At least 79 killed, 131 injured in Baghdad explosions


(BBC) At least 79 people have been killed and 131 injured in an explosion claimed by the Islamic State group in Baghdad, Iraqi police say.

A car bomb exploded near a restaurant and shopping area in the central district of Karrada late on Saturday.

The street was busy with shoppers after sundown in the holy month of Ramadan, which ends this week.

Iraq’s Prime Minister Haider al-Abadi was met by angry crowds while visiting the scene of the blast on Sunday.

Iraqis, including firefighters, gather at the site of a suicide car bombing claimed by the Islamic State group on July 3, 2016 in Baghdad's central Karrada district

Among the worst-damaged buildings was the popular al-Hadi Centre (AFP/Gety image)

A second bomb also exploded at about midnight in a predominantly Shia area north of the capital, killing another five people.

The bombings, among the deadliest in Iraq this year, come a week after Iraqi security forces recaptured the city of Falluja from Islamic State (IS) militants.

Authorities say the city was used as a launching pad for attacks on Baghdad by IS.

The hardline Sunni jihadist group claimed responsibility for the car bomb in Karrada in a online statement distributed by supporters.

There are reports that the source of the blast, which struck close to midnight, was a refrigerator van packed with explosives.

People gather at the site of a suicide car bomb in the Karrada shopping area, in Baghdad, Iraq July 3, 2016.


Many of those killed in the attack were children, Associated Press reported. Families gathered on the street on Sunday morning for news of loved ones who were still missing.

The explosion caused a huge fire on the main street. Several buildings, including the popular al-Hadi Centre, were badly damaged and were still on fire early on Sunday.
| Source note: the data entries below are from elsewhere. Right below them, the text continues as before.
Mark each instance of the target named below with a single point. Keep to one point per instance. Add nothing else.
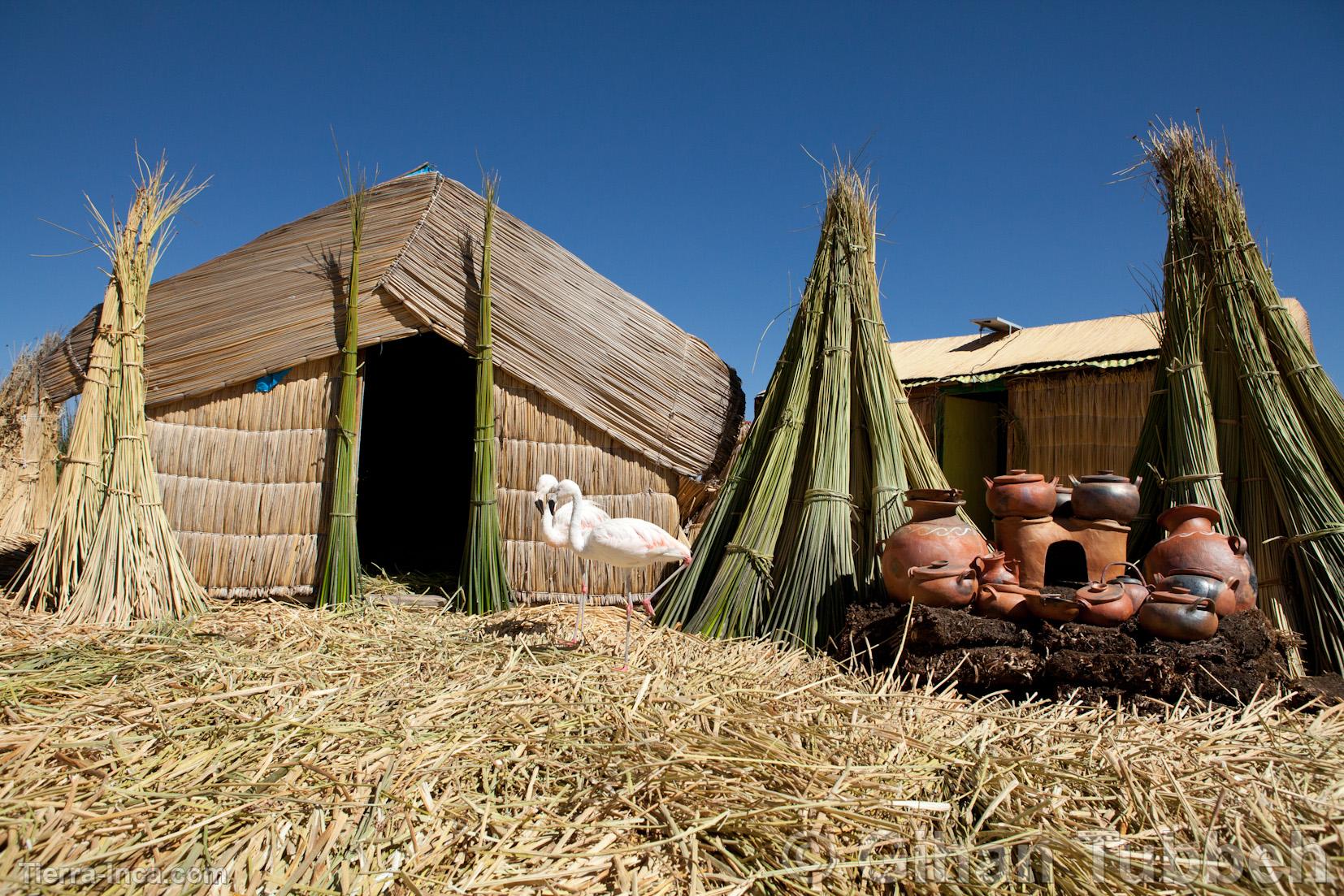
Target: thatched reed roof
(559, 326)
(1101, 343)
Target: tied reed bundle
(819, 480)
(115, 556)
(54, 569)
(484, 579)
(881, 431)
(1191, 473)
(1286, 439)
(341, 575)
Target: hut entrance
(415, 456)
(1066, 563)
(973, 446)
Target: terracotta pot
(1202, 585)
(1052, 608)
(1134, 585)
(1064, 501)
(996, 569)
(1002, 602)
(1107, 496)
(941, 585)
(1103, 604)
(1021, 493)
(933, 534)
(1179, 616)
(1192, 544)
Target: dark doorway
(973, 445)
(1066, 563)
(415, 456)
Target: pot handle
(1122, 565)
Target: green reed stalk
(341, 574)
(135, 566)
(817, 569)
(879, 476)
(484, 578)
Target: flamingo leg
(629, 614)
(579, 628)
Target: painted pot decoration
(941, 585)
(1103, 604)
(1192, 544)
(996, 569)
(1134, 586)
(933, 534)
(1105, 496)
(1003, 601)
(1052, 608)
(1179, 616)
(1021, 493)
(1202, 585)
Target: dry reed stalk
(1191, 473)
(135, 567)
(388, 751)
(341, 573)
(484, 577)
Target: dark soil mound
(982, 655)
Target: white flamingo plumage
(555, 531)
(625, 543)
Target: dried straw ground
(402, 751)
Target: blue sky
(663, 143)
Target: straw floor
(405, 751)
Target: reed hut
(1058, 399)
(242, 367)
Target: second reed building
(242, 367)
(1058, 399)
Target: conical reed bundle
(484, 581)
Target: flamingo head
(544, 488)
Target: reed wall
(245, 478)
(536, 435)
(27, 468)
(1078, 423)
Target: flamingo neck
(579, 538)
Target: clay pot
(1202, 585)
(1192, 544)
(1064, 501)
(1105, 604)
(941, 585)
(933, 534)
(1021, 493)
(1052, 608)
(1134, 585)
(1179, 616)
(1003, 601)
(1107, 496)
(996, 569)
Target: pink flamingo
(555, 531)
(625, 543)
Mr Abadi visited the scene in the morning, and was met crowds who shouted “thief” and “dog”. Video posted online appeared to show a convoy, reported to be Mr Abadi’s, being pelted with stones.

IS still controls large swathes of territory in the country’s north and west, including Mosul, Iraq’s second largest city.

But the group has been under pressure in Iraq and in neighbouring Syria, where it has been targeted by government forces and US-backed rebels.